California punk bastion Tony Sly shuffled off this mortal coil on July 31, 2012. His unexpected passing left worldwide ripples considerably larger than his diminutive frame might belie. A man caught in the trap of the semi-successful touring musician, Sly was a devoted family man married to his high school sweetheart, but the No Use for a Name singer-guitarist made no secret of his struggles with addiction and the companion stresses it placed on his domestic situation. Touring with rowdy punk franchises like NUFAN seemed to not help matters much. The tension may have made for good songwriting, but Sly always seemed to be paying the price of trying to keep a foot in both worlds. Time was a cruel mistress. Old age and its companion wearing and tearing left Sly battling the perpetual pain of a herniated disc on his cervical spine, a malady whose treatment regimen of painkillers did not meld well with Sly’s reputation as a heavy drinker.

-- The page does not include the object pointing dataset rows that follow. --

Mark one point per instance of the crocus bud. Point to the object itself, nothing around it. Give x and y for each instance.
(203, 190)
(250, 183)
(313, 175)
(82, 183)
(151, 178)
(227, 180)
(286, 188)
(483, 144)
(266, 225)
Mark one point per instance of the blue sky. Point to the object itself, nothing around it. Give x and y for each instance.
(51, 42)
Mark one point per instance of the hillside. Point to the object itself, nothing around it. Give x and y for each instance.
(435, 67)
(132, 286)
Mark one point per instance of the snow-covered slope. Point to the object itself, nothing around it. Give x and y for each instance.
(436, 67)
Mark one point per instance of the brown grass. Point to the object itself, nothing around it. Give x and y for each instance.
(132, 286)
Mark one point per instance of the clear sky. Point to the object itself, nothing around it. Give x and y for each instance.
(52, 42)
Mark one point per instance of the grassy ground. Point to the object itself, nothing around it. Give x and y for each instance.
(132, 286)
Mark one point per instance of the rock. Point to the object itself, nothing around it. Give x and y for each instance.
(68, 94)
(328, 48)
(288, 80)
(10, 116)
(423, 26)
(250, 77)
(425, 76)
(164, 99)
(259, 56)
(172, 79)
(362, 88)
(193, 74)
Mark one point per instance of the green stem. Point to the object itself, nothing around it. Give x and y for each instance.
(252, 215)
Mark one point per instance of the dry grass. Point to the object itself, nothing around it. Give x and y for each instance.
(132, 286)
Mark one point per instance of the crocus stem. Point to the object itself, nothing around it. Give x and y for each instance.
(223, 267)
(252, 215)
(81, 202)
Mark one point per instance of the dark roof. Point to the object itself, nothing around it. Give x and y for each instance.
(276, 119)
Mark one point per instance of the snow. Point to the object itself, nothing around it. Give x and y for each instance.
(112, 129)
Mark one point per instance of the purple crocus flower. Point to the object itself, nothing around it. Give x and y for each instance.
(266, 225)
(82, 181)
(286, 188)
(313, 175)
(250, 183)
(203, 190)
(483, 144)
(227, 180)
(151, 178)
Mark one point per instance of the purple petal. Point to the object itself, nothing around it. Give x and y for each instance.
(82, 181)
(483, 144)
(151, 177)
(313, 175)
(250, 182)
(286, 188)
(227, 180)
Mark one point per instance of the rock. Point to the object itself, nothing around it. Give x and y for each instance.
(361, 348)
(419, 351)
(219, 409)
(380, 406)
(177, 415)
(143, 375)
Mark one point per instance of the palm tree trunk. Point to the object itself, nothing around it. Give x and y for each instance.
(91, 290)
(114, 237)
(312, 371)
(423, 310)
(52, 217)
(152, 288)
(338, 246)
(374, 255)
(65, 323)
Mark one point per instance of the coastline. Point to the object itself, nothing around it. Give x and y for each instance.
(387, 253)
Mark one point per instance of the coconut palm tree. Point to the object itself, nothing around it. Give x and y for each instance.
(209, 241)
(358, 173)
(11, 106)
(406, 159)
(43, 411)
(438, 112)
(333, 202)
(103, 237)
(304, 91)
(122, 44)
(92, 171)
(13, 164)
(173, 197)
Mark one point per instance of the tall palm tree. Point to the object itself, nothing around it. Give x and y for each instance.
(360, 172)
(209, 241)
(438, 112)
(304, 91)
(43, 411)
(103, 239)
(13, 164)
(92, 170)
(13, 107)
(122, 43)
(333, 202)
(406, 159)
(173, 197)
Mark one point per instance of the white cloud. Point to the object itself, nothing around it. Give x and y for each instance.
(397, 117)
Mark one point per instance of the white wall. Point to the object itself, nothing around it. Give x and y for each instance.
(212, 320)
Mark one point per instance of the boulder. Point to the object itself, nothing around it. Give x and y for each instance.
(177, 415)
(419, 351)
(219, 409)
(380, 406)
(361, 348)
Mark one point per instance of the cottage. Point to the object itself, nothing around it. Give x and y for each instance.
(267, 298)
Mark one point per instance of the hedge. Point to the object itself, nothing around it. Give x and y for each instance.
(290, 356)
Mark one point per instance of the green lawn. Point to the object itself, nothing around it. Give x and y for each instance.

While band injuries compromised once rampant international touring, the songs kept coming. Sly had pursued slower and quieter fare in recent years, pairing with fellow West Coast punk stalwart Joey Cape of Lagwagon for a pair of acoustic duo records and joining him in the titular Scorpios franchise with Jon Snodgrass. His songwriting gifts proved just as formidable whether backed by a loud, fast band or acoustic and in the wake of his passing, longtime friend and Fat Wreck label head Fat Mike dedicated his efforts to compiling a tribute. NOFX appear on The Songs of Tony Sly: A Tribute, along with a pantheon of 32 others, each lending a unique take on a track from the Sly canon. As with any of these comps, there is some chaff mixed with the wheat, but there is not an overtly terrible track here, even from historically unremarkable bands. It speaks volumes to the strength of the songwriting.
The versions herein split the difference pretty evenly between faithful takes on the faster material and more dramatic rearrangements. Karina Denike (ex-Dancehall Crashers) kicks the proceedings off with a spartanly beautiful take on “Biggest Lie”, leading a trio of songs featuring their Left Coast contemporaries Mad Caddies and Strung Out. NOFX appear, as you would surmise, as does Bad Religion and Pennywise. The new(er) school also pays homage, in many cases stepping up with some of the best tracks. American Steel tear through “Dark Corner” and Alkaline Trio romp through “Straight from the Jacket” with an atypically ripping lead break from our dear Mr. Skiba.
The best takes here are arguably the two songs originally written by Sly for his daughters. Frank Turner weighs in with a poignant acoustic take on “Keira” and Mike from Rise Against steals the show with his Jon Snodgrass abetted take on “For Fiona”. The song’s closing refrain of “I’m Always Here” stings, but the 33 songs compiled on The Songs of Tony Sly: A Tributecomprise an impressive legacy that is a more than worthy acquisition for the old or new Tony Sly fan.